23 Sep
23Sep

A storm is once again brewing in Liberia’s Legislature, this time over accusations of bribery, corporate manipulation, and legislative integrity. At the center of the controversy is Nimba County Senator Nya D. Twayen, who has accused steel giant ArcelorMittal Liberia (AML) of bribing lawmakers with what he called a “luxurious trip” to its concession areas. His charges have ignited a fiery debate not only about AML’s compliance with its Mineral Development Agreement (MDA) but also about how the Legislature conducts oversight of foreign investors. Senator Twayen’s criticisms were sharp and uncompromising. He alleged that AML was attempting to whitewash its noncompliance by luring lawmakers into extravagant tours, complete with high-profile hospitality. 

According to him, no amount of public relations could erase the company’s “gross violations” of its obligations to the Liberian people. He went further to accuse AML of inflating its investment claims, pointing to testimony that revealed a plant previously advertised as being worth $1.4 billion was actually valued at just $250 million. The Senator also dismissed the legitimacy of the so-called “Joint Legislative Committee on MDA Compliance,” which recently conducted a fact-finding mission to Nimba County. In his view, no such body had been officially authorized by plenary, making the trip unlawful and illegitimate. For him, the oversight mission was nothing more than a clandestine, politically motivated excursion designed to benefit AML rather than the people. 

Yet, the Committee, chaired by Senator Numene T. H. Bartekwa with Senator Simeon B. Taylor as Co-Chair, has responded with equal force. Speaking from Ganta, the Committee rejected Twayen’s claims outright, labeling them as misleading, reckless, and damaging to the credibility of the Legislature. Their defense is anchored in the principle that oversight is not tourism, but a constitutional duty. Lawmakers, they argued, cannot hold concessionaires accountable without first seeing conditions on the ground. The Committee insists its mission was neither secretive nor luxurious, but rather a structured and transparent exercise designed to gather facts, hear directly from affected communities, and assess AML’s compliance record. 

According to the group, stakeholders had been duly notified, and the process was aligned with established oversight procedures. The core of this dispute goes beyond personalities. It highlights the fragile balance Liberia must maintain: holding powerful investors accountable while safeguarding the country’s reputation as a destination for foreign investment. Senator Twayen argues that AML’s failures have compounded frustrations in Nimba, Bong, and Grand Bassa counties, where promises of clinics, road projects, and social development funds remain unfulfilled. The Committee, however, stresses that confrontation and hostility will not resolve these problems, warning that inflammatory rhetoric could undermine investor confidence and risk jobs for thousands of Liberians. 

The numbers underscore AML’s significance. The company is Liberia’s largest private investor and employer, with over 5,000 direct jobs and thousands more indirect beneficiaries. Its Phase II expansion alone promises an additional 5,000 jobs, a vital contribution to a struggling economy. For the Committee, these realities make it imperative to pursue constructive engagement rather than political grandstanding. Still, the frustrations of ordinary Liberians must not be minimized. Communities in the concession areas have endured environmental degradation, social displacement, and unmet obligations. Twayen’s anger reflects genuine grievances, but his critics argue that turning every oversight visit into an accusation of corruption risks paralyzing the Legislature and weakening accountability rather than strengthening it. 

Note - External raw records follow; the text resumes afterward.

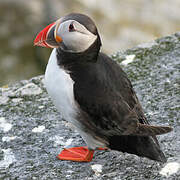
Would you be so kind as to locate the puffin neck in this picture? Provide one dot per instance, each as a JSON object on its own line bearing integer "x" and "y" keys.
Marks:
{"x": 66, "y": 58}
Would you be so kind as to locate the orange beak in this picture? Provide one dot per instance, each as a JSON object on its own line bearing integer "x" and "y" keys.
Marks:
{"x": 47, "y": 37}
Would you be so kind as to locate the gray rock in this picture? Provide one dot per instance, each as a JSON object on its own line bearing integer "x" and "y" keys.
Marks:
{"x": 35, "y": 133}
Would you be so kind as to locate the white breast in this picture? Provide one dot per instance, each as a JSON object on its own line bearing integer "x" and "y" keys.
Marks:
{"x": 60, "y": 87}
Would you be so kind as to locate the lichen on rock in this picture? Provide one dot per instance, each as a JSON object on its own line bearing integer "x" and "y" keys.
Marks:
{"x": 37, "y": 134}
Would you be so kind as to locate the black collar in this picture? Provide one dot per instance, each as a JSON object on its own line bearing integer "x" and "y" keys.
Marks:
{"x": 66, "y": 58}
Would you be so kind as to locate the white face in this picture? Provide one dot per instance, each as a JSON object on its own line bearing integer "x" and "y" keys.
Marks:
{"x": 75, "y": 36}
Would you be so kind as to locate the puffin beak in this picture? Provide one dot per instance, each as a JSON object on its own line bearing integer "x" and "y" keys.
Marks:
{"x": 48, "y": 36}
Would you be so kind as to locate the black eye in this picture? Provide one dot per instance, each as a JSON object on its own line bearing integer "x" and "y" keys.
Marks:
{"x": 71, "y": 27}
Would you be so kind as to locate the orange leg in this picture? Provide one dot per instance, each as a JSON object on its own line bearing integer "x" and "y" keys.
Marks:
{"x": 81, "y": 154}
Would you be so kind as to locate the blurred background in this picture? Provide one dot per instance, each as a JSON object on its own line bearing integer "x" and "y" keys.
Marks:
{"x": 122, "y": 24}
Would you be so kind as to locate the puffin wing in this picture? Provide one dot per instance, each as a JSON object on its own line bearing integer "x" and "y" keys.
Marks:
{"x": 107, "y": 97}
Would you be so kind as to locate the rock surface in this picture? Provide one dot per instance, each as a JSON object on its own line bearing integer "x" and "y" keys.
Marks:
{"x": 32, "y": 132}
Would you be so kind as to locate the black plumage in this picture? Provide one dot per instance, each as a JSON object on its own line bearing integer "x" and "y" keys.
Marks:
{"x": 110, "y": 109}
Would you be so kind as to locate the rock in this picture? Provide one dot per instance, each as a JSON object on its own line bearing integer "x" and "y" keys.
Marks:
{"x": 36, "y": 133}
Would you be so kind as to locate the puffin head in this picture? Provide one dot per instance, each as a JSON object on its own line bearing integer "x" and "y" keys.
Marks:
{"x": 72, "y": 33}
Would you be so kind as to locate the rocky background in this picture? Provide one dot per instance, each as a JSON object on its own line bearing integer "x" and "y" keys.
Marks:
{"x": 32, "y": 132}
{"x": 122, "y": 24}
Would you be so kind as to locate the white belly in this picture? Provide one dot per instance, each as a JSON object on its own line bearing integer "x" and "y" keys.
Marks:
{"x": 60, "y": 87}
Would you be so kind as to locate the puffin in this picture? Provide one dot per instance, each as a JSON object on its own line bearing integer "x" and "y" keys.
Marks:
{"x": 94, "y": 94}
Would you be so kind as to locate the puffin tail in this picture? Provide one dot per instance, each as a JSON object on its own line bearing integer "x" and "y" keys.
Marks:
{"x": 145, "y": 146}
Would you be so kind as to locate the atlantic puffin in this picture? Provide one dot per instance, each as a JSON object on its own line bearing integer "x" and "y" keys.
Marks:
{"x": 94, "y": 94}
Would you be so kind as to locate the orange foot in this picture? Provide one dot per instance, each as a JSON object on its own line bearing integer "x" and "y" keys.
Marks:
{"x": 81, "y": 154}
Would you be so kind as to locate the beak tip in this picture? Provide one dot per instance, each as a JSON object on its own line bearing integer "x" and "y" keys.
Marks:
{"x": 41, "y": 38}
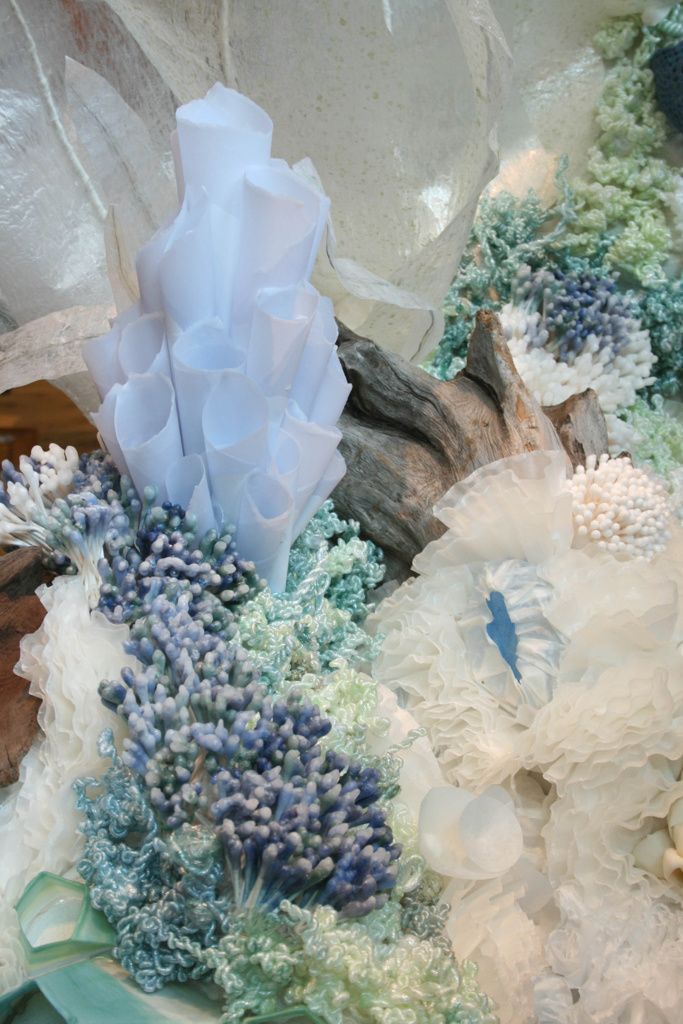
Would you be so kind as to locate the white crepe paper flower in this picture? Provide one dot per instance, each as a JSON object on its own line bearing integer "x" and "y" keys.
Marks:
{"x": 222, "y": 386}
{"x": 523, "y": 647}
{"x": 65, "y": 662}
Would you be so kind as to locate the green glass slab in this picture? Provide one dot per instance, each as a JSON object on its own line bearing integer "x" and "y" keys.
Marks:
{"x": 98, "y": 991}
{"x": 58, "y": 924}
{"x": 293, "y": 1015}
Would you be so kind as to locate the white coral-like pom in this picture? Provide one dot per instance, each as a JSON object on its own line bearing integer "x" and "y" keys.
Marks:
{"x": 622, "y": 509}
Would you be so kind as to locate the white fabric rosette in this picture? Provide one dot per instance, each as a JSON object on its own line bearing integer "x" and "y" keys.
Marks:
{"x": 222, "y": 386}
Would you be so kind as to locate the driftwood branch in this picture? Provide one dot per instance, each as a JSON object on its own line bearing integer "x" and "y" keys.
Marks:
{"x": 20, "y": 612}
{"x": 409, "y": 437}
{"x": 581, "y": 426}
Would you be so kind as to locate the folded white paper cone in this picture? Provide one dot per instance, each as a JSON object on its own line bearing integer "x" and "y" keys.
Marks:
{"x": 186, "y": 269}
{"x": 200, "y": 356}
{"x": 103, "y": 421}
{"x": 283, "y": 221}
{"x": 101, "y": 358}
{"x": 221, "y": 386}
{"x": 227, "y": 477}
{"x": 315, "y": 444}
{"x": 219, "y": 137}
{"x": 325, "y": 486}
{"x": 280, "y": 327}
{"x": 236, "y": 418}
{"x": 332, "y": 394}
{"x": 187, "y": 485}
{"x": 264, "y": 527}
{"x": 312, "y": 368}
{"x": 142, "y": 347}
{"x": 146, "y": 266}
{"x": 147, "y": 430}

Ultimately, this controversy is not just about AML, nor is it simply about one Senator versus a Committee. It is about whether Liberia’s lawmakers can demonstrate maturity, unity, and integrity in managing the nation’s resources. Oversight requires transparency, yes—but it also requires cooperation. If legislators allow infighting and public mudslinging to dominate, then the true beneficiaries will be neither AML nor the people of Nimba, but the dysfunction that has long undermined Liberia’s governance. The Joint Committee has pledged to compile a comprehensive report for submission to the full Legislature, with recommendations for corrective action. If carried out with honesty and openness, this could provide the clarity needed to move beyond accusations and counter accusations. 

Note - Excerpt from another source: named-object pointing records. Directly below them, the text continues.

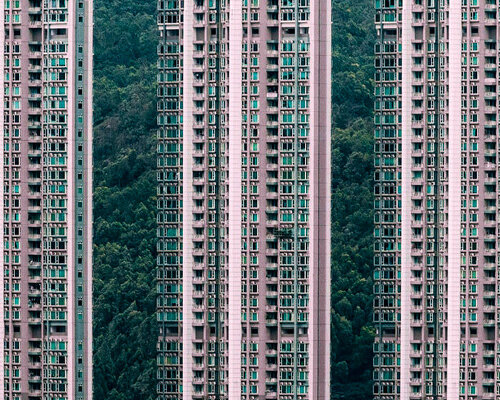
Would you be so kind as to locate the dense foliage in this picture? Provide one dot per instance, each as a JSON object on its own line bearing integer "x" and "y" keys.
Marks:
{"x": 124, "y": 201}
{"x": 352, "y": 200}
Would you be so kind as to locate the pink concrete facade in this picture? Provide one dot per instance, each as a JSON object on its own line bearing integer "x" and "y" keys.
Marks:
{"x": 436, "y": 200}
{"x": 244, "y": 200}
{"x": 47, "y": 200}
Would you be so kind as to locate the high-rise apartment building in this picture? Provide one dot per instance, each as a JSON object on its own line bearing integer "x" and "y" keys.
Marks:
{"x": 436, "y": 200}
{"x": 244, "y": 199}
{"x": 46, "y": 211}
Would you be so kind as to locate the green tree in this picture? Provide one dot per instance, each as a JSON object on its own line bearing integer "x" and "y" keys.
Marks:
{"x": 124, "y": 200}
{"x": 352, "y": 199}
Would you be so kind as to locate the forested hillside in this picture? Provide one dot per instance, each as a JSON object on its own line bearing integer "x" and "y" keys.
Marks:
{"x": 124, "y": 205}
{"x": 124, "y": 201}
{"x": 352, "y": 202}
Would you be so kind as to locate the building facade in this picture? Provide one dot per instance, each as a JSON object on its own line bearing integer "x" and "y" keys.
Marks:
{"x": 47, "y": 200}
{"x": 436, "y": 259}
{"x": 243, "y": 199}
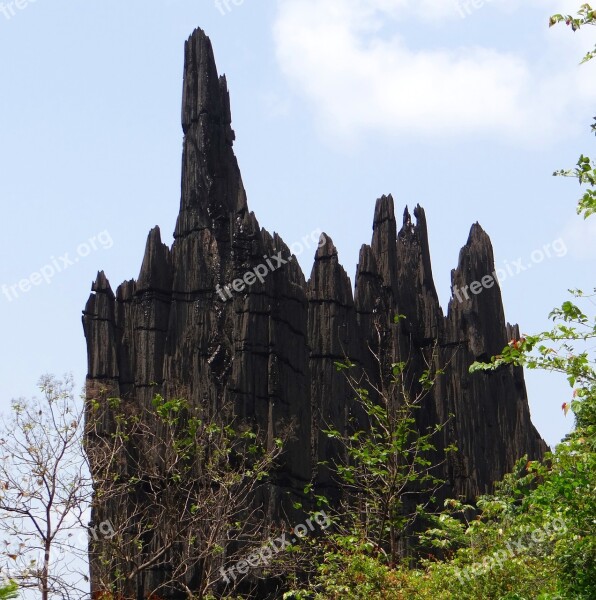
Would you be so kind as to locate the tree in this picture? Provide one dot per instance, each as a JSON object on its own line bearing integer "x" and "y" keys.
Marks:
{"x": 387, "y": 470}
{"x": 9, "y": 592}
{"x": 44, "y": 491}
{"x": 182, "y": 495}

But both sides must remember: accountability is strongest when pursued collectively, not fractured by personal rivalries. Liberia’s future depends on leaders who are firm yet measured, tough on compliance but careful to preserve investor confidence. Senator Twayen is right to demand accountability. The Committee is right to insist on constructive engagement. What the nation cannot afford is the spectacle of division—because in the end, it is the Liberian people who pay the price when their leaders fight each other instead of fighting for them.